Whether a structure is new or old, the history behind how it was built is always fascinating. Instead of looking at how a building was put up, we wanted to see how something was built across water. Here is the history behind three of the most famous bridges in the U.S.
Brooklyn Bridge (New York)
Cost: $15.5 million
- The Brooklyn Bridge was designed by John Augustus Roebling, who spent 15 years trying to sell the idea. In 1867, the New York State Senate finally passed a bill to build a bridge going from Brooklyn to Manhattan.
- Construction of the bridge began in 1869. To build the two towers, they floated two caissons, giant upside-down boxes made of southern yellow pine, in the East River. The stone towers were built on top of them until they sank to the bottom of the river. The towers are made out of limestone, granite, and Rosendale cement.
- Even though it’s considered a suspension bridge, the Brooklyn Bridge used a hybrid cable-stayed/suspension design. It became a National Historic Landmark in 1964 and was named a National Historic Civil Engineering Landmark in 1972.

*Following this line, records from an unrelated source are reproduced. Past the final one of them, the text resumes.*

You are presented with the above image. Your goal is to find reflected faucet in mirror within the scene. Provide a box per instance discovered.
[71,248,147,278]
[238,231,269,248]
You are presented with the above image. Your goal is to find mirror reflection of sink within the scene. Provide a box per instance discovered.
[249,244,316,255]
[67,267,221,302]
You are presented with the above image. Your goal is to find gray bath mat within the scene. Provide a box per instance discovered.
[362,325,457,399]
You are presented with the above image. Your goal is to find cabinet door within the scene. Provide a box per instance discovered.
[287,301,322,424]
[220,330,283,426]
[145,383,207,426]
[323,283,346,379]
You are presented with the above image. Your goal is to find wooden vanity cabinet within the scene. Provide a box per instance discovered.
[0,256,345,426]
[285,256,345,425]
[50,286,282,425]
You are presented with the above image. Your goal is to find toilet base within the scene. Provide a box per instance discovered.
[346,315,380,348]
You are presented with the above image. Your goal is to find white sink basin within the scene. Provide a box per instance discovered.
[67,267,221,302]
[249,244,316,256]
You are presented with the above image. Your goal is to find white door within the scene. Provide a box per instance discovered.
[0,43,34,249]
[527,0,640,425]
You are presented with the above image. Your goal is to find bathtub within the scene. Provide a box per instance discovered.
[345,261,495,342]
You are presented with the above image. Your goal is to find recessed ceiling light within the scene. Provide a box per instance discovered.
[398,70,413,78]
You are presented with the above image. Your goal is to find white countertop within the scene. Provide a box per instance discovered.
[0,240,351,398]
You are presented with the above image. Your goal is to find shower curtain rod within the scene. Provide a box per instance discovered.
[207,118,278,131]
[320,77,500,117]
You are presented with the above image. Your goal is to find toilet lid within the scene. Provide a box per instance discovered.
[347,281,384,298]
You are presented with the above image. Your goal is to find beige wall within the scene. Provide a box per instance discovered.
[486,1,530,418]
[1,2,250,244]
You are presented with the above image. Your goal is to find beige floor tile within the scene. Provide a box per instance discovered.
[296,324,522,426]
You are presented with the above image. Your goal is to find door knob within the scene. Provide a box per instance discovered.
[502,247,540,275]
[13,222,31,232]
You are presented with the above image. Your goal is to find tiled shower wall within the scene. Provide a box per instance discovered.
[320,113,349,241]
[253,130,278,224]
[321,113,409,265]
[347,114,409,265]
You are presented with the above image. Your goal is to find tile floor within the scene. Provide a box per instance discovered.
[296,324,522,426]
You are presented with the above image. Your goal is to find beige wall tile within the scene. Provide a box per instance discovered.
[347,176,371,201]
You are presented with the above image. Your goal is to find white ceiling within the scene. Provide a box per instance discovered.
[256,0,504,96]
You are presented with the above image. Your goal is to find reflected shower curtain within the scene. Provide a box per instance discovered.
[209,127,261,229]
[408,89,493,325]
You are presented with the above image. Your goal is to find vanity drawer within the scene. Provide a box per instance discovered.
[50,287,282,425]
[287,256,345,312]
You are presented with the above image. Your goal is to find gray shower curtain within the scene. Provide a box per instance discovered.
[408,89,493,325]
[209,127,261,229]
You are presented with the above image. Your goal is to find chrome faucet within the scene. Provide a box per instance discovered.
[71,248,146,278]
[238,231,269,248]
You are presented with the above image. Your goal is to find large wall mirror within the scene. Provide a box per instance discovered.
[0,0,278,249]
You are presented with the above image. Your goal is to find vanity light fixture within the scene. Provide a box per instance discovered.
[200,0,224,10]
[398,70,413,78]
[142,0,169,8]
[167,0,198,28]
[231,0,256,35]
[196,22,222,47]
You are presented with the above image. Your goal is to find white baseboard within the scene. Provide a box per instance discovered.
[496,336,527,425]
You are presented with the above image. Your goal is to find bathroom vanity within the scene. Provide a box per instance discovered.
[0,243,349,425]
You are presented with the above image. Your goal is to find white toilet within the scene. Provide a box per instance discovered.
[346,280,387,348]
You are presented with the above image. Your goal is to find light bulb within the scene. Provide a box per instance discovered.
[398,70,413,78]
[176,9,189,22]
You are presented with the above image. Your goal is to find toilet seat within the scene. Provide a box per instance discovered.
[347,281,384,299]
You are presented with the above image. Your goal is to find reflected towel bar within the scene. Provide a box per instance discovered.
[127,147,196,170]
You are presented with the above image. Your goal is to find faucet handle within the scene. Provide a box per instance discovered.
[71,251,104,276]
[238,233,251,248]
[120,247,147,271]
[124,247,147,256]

Golden Gate Bridge (San Francisco)
Cost: $100 million
- The Golden Gate Bridge was designed by Chicago-based engineer Joseph Strauss and his team. It cost $35.5 million to build.
- The bridge is 1.7 miles long and 90 feet wide. Construction started in 1933 and was opened to the public in 1937. They had to excavate 3.25 million cubic feet of dirt to build the bridge’s 12-story-tall anchorages.
- Painted “International Orange,” the Golden Gate Bridge is believed to be the most photographed bridge in the world and was named one of the seven civil engineering wonders of the United States by the American Society of Civil Engineers.
Bixby Creek Bridge (Big Sur)
Cost: $199.8 million
- Before the Bixby Creek Bridge was built, during the winter months, residents were virtually cut off from going inland because of blockages on Old Coast Road.
- It took two months to construct a 250-foot high falsework with 300,000 board feet of timber to build the arch. Due to high winds, the falsework was difficult to raise, and at one point construction had to be halted due to storms.
- Concrete was used to build the bridge because it would reduce construction and maintenance costs, and the color would also blend into the natural rock formations. It’s still one of the tallest single-span concrete bridges in the world.